THE FAVOR OF OUR GOD - January 13, 2020
On January 13, the Michigan mission team arrived in Uganda to join our women and children whom we serve. We were greeted with a celebration of praise songs, dancing and a prepared music program. Two years we prayed for God's strength and willingness to send us back to Uganda to serve. Ivan, a graduate of our sponsorship program, is music director of KFU. Seven years ago a Leland, Michigan student, Zoe, raised money for KFU and when asked, she expressed the wish to build a music/theatre/dance program. The Power of One....she who planted a seed that has grown over six years resulting in an amazing program which reaches hundreds of kids who live deep in the slums of Kampala and enriches their lives and gives them hope.

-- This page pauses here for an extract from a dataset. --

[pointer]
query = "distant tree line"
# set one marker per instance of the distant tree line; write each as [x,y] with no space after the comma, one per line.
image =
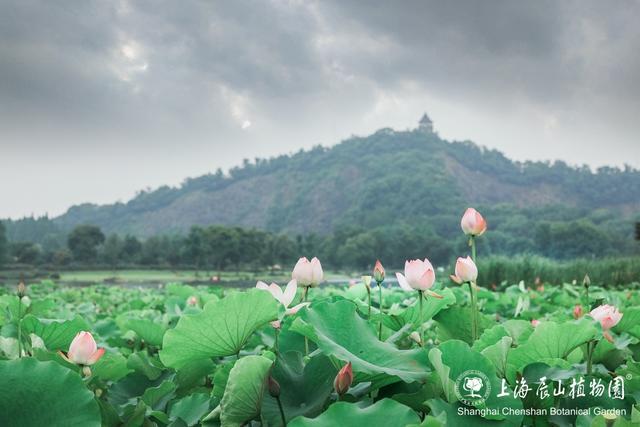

Joyce is one of five women enrolled in a culinary institute to learn specialized cookery and baking skills. Joyce is the grandmother to our sponsored child "Gift". She is greatly loved by KFU women and staff because of her big heart she has for children. Apart from struggling to raise her own children after getting divorced, Joyce has been taking in many more kids in her small home to provide a roof over their heads and sometimes spending what little she gets from selling vegetables to provide food for them. Her determination of wanting to see all young girls in her community to live a better life has been a huge inspiration to the management of Kids First. When she is empowered with more skills in catering, the sky will be the limit on how far she will share what she has learned.
We can't begin to describe how grateful and humbled we are by Ggaba Model School (where many of our kids attend, and whom have helped us rent rooms to provide mentoring and education sessions for local kids).
After seeing the impact Kids First has had in the lives of sponsored kids, as well as how we are reaching out to bless, encourage and empower as many as we can in the community, they presented an award to Kids First at a recent school function.
This is a tremendous encouragement to all those working for Kids First, to have their hard work acknowledged so publicly.
Thank you to all those working so hard in Uganda. Thank you to our teams working in New Zealand and America. And thank you to all who have come on board to support us in anyway, big or small. Everything makes a difference!